While there is no representation of St. Sulpicius in the Chapel of Holy Angels, according to the New York Times, a review of Delacroix’s journals from the time indicate that the subject matter of the murals was revised multiple times between its commission and its execution. It’s possible that the martyrdom of St. Sulpicius was once an option that was eventually discarded. The work is consistent, also, with Delacroix’s interests at the time. In writings from the 1840s and 1850s, Delacroix expressed an admiration for the painter Peter Paul Rubens. Indeed, the shadowed rider and horse behind the kneeling figure is strikingly similar to some of the early works of Rubens.

Whether or not the work is a preparatory sketch for the murals of the Chapel of Holy Angels, “The Martyrdom of Saint Sulpicius” is fascinating in its own right. We often see works after they’ve been finished; these sometimes bear little trace of the artistic process. This isn’t exactly the case with a painter like Delacroix, who favored broad, expressive brushstrokes over carefully blended, hyperrealistic pictures. But a sketch, with its hastily blocked-in colors – the torso of the rider a single mass of shadow, the facial features of the kneeling figure little more than three dabs of darker paint – reveals a lot about what the artist thought important to convey to a viewer.

In this case, we see the preeminence of light. Streaming into the scene from the top left corner, this light casts a deep shadow under the jaw of the kneeling man – this is where the eye goes first. His outstretched arms seem a direct response to the glow. (The sleeve of his tunic, rendered in a single quick stroke, looks literally to be a continuation of a ray.) Even the blades and trumpets of the riotous crowd behind him seems to emphasize the light by opposing it, the angles between them almost perfectly perpendicular.

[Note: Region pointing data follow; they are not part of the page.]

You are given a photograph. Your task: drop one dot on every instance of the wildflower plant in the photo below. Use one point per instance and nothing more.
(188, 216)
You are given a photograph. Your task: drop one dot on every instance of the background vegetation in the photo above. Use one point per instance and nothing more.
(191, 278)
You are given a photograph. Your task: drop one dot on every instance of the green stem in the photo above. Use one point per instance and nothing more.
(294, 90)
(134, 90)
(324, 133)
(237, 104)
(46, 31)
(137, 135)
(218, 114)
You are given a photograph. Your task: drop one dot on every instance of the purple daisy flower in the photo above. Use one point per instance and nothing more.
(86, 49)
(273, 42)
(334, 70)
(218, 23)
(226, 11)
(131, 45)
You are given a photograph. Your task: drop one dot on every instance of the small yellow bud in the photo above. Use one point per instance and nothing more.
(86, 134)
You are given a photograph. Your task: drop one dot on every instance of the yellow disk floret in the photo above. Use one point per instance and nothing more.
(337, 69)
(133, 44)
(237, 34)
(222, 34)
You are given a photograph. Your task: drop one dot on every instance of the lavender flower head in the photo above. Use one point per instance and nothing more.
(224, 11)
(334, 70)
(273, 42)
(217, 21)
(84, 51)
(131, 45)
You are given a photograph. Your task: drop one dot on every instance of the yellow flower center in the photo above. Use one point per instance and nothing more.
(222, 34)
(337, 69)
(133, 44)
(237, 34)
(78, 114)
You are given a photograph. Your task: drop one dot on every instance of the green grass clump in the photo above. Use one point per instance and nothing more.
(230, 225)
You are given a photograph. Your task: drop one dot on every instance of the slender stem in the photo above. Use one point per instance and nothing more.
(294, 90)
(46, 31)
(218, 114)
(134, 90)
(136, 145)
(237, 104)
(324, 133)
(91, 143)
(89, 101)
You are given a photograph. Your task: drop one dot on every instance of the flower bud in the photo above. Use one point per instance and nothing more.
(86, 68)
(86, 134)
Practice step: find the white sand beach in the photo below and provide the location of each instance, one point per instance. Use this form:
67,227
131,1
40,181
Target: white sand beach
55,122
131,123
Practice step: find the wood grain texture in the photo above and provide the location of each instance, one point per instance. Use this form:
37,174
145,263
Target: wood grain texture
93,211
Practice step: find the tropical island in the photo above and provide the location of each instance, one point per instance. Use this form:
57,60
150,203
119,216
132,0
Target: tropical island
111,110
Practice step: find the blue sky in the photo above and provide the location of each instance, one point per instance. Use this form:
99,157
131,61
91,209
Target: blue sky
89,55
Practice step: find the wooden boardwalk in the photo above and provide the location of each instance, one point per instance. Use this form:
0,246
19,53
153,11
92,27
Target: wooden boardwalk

Had this piece made it onto the walls of Saint-Sulpice, no doubt it would have been spectacular. One has to be grateful, though, for at least the existence of a sketch. It may not be grand in scale, nor groundbreaking in subject. But it is significant in its illumination of the artistic process of one of the premier painters of the 19th century. Beyond that, its reemergence after decades tucked away in a private collection, has reenergized a discipline typically thought static, revised a history previously thought whole and complete.